ECLI:NL:RBDHA:2020:6235
Rechtbank Den Haag
- Eerste aanleg - enkelvoudig
- Rechtspraak.nl
Machtiging tot het verlenen van verplichte zorg in het kader van de Wet verplichte geestelijke gezondheidszorg
In deze zaak heeft de Rechtbank Den Haag op 24 juni 2020 een beschikking gegeven inzake een verzoek tot het verlenen van een zorgmachtiging, ingediend door de officier van justitie. Dit verzoek was gebaseerd op artikel 6:4 van de Wet verplichte geestelijke gezondheidszorg (Wvggz) en betrof een vrouw, geboren in 1995, die lijdt aan een psychische stoornis, te weten schizofreniespectrum- en andere psychotische stoornissen en depressieve stemmingsstoornissen. De rechtbank heeft vastgesteld dat er geen mogelijkheden voor passende zorg op vrijwillige basis zijn, waardoor verplichte zorg noodzakelijk is. De mondelinge behandeling vond plaats via een telefonische zitting vanwege de coronamaatregelen, waarbij verschillende betrokkenen zijn gehoord.
De rechtbank heeft de standpunten van de betrokkene en haar advocaat gehoord, die zich verzetten tegen de zorgmachtiging. De betrokkene stelde dat het beter met haar gaat en dat zij geen verplichte zorg nodig heeft. De advocaat voerde aan dat de medische verklaring verouderd was en dat de zaak te lang had geduurd. De behandelaars van de betrokkene gaven echter aan dat er zorgen waren over haar ziektebesef en dat zij zonder verplichte zorg mogelijk uit de behandeling zou stappen.

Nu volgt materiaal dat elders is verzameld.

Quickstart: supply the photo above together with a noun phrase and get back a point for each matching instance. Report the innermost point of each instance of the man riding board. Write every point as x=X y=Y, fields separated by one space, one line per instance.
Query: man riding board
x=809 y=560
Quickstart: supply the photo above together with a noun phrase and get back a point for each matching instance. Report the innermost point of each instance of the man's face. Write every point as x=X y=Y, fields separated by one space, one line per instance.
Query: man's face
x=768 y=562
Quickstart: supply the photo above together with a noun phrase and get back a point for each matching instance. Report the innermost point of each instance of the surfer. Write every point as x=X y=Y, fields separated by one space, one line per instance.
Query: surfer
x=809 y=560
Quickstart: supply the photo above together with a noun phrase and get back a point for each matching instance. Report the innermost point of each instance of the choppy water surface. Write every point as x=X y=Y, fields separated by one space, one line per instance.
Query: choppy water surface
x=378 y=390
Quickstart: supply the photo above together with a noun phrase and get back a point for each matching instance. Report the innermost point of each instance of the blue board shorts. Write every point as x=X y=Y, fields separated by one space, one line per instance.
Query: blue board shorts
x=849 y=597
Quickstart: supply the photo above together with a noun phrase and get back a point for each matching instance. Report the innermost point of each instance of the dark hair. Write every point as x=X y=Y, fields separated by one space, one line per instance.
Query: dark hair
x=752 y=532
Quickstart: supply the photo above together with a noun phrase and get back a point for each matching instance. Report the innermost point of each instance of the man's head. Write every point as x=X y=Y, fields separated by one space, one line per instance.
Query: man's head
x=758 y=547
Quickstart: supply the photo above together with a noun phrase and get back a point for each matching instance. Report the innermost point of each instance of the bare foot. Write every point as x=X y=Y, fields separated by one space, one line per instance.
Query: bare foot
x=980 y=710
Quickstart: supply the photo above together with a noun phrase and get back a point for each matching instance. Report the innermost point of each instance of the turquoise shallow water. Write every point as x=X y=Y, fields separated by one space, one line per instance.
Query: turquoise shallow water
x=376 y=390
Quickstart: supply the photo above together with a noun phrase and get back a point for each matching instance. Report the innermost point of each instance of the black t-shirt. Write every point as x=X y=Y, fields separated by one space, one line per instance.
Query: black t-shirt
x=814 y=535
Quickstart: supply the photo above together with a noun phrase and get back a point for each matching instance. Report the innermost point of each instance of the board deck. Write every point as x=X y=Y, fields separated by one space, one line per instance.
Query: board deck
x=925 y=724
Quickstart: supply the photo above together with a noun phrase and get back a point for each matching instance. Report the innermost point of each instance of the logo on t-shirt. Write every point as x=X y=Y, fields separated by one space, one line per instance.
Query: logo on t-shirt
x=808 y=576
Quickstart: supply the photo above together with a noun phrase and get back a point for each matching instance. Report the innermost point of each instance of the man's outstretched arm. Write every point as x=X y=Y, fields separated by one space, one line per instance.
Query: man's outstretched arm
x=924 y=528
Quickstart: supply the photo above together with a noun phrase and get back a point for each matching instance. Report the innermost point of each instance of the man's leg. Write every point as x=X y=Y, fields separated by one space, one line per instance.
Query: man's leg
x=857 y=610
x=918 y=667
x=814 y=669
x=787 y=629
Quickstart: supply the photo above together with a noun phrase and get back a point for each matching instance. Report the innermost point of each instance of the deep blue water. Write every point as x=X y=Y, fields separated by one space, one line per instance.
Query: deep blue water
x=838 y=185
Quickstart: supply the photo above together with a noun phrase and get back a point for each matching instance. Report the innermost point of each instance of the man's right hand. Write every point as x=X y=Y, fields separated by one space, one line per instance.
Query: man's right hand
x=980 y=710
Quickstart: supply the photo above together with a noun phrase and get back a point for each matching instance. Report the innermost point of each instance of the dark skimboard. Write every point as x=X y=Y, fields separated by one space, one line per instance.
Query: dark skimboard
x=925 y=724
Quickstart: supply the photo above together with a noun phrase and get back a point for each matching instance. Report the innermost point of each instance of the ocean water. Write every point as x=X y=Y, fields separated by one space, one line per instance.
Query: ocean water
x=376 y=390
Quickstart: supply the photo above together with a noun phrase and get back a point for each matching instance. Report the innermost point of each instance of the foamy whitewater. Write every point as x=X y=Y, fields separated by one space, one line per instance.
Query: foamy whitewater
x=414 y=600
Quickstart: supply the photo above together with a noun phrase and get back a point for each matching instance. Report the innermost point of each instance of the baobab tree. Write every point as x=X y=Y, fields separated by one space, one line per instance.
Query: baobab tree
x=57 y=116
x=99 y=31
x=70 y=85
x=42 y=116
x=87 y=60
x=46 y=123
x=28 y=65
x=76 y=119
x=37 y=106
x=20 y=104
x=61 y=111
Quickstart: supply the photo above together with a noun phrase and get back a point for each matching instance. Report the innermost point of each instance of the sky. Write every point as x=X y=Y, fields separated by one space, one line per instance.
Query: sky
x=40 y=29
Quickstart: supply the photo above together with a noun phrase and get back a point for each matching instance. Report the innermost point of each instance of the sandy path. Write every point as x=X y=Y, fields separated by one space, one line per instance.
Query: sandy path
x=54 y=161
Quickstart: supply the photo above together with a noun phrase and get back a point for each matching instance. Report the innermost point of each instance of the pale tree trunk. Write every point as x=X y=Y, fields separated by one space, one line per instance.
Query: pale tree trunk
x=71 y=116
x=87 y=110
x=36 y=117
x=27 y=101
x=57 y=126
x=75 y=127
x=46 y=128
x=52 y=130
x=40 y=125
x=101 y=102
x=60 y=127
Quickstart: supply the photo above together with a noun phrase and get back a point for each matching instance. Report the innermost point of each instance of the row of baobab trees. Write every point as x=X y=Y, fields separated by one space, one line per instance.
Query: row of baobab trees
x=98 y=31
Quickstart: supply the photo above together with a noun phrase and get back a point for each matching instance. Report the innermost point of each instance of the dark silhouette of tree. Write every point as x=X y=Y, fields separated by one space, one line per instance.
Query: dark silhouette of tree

De rechtbank oordeelde dat de officier van justitie ontvankelijk was in het verzoek, ondanks de overschrijding van de beslistermijn. De rechtbank concludeerde dat de voorgestelde vormen van verplichte zorg noodzakelijk waren om ernstig nadeel af te wenden. De zorgmachtiging werd verleend, met inachtneming van de voorwaarden voor verplichte zorg zoals vastgelegd in de Wvggz. De beschikking geldt tot en met 24 december 2020, en tegen deze beschikking staat het rechtsmiddel van cassatie open.